To: Greg Oster <email@example.com>
From: Johan Ihren <firstname.lastname@example.org>
Date: 02/07/2002 23:27:34
Greg Oster <email@example.com> writes:
> Johan Ihren writes:
> > Greg Oster <firstname.lastname@example.org> writes:
> > Hi Greg,
> > > > Basically it seems that everything has worked very nicely and I'm
> > > > really pleased.
> > Unfortunately I spoke too soon.
> > My re-construction of the "failed" component with a "raidctl -R
> > /dev/wd2g raid1" just finished and raidctl -s now reports happiness.

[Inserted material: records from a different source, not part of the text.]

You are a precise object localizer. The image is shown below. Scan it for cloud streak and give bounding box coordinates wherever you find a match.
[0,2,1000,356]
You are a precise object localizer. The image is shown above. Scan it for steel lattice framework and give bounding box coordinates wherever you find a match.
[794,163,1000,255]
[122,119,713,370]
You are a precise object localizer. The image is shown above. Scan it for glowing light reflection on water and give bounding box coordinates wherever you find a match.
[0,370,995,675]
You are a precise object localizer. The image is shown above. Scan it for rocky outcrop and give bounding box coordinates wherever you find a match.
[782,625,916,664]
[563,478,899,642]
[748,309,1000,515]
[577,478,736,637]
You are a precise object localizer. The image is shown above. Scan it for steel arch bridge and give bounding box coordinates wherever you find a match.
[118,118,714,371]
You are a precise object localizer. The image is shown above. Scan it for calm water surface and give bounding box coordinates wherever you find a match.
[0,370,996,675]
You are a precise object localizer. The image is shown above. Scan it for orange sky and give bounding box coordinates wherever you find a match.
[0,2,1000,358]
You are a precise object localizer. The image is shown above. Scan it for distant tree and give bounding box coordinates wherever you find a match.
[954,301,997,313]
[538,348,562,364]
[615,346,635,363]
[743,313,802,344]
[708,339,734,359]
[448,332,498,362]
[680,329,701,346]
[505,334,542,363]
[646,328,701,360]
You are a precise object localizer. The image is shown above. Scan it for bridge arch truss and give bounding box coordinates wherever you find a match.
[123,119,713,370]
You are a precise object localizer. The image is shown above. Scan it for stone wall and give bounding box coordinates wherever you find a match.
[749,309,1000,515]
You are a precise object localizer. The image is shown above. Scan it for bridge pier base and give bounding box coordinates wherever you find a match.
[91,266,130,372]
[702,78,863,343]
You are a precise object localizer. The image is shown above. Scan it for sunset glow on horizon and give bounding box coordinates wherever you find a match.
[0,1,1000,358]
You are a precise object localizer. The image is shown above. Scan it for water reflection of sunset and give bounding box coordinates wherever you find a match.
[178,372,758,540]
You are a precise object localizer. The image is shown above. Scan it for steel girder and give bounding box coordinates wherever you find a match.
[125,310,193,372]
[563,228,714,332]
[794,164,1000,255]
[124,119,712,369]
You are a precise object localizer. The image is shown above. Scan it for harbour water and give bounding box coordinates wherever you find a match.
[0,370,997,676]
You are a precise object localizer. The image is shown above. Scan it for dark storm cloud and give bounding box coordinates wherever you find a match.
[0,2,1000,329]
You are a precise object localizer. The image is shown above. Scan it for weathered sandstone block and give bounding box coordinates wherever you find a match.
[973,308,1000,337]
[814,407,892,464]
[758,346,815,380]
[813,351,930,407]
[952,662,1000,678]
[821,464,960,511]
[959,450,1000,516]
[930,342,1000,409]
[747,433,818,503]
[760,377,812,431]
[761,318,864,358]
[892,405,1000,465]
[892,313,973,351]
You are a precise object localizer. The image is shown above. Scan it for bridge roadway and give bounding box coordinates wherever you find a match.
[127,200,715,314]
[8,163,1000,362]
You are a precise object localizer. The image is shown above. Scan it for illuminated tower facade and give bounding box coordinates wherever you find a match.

> > But the disklabel for raid1 is zeroed.
> :( Hmmm...
> > How can that happen? I had two components out of three intact at all
> > times for a 2+1 RAID5 device and I see no reason to lose the label.
> The label should have been quite recoverable... in fact, it should have been
> there even with just 2 components....
> > I have to admit that I did *not* keep a copy of that label in a safe
> > place, which in retrospect seems rather stupid.
> Have a look in /var/backups :)
Whoever put disklabels under RCS control in /var/backups deserves
eternal gratitude. Brilliant! Wonderful!
However that did not save the day in my particular case. I did indeed
find the label and I know it was the right label, since I used
nonstandard parameters to newfs:
# size offset fstype [fsize bsize cpg/sgs]
d: 199999872 0 4.2BSD 0 0 0 # (Cyl. 0 - 260416*)
e: 199999872 0 4.2BSD 4096 32768 256 # (Cyl. 0 - 260416*)
However, life as we know it was no longer to be found on the raid1
planet. This was once obviously a seriously damaged animal. And now it
bash# fsck /dev/rraid1e
** File system is clean; not checking
bash# mount /dev/raid1e /usr/raid/raid1
bash# df | grep raid1e
/dev/raid1e 99543824 4 94566628 0% /usr/raid/raid1
bash# ls /usr/raid/raid1
ls: /usr/raid/raid1: Bad file descriptor
bash# file /usr/raid/raid1
/usr/raid/raid1: can't stat `/usr/raid/raid1' (Bad file descriptor).
Time to start over. I've had better evenings.
PS. During my permutations of disks and IDE controllers when trying to
isolate the hardware problem the other raid components were likely at
some time located on the bad Promise controller. I wasn't mindful of
that since I didn't know that the controller was bad and because of
autoconfig it didn't matter that disks were renumbered. And my guess
is that no disk was safe when attached to that controller.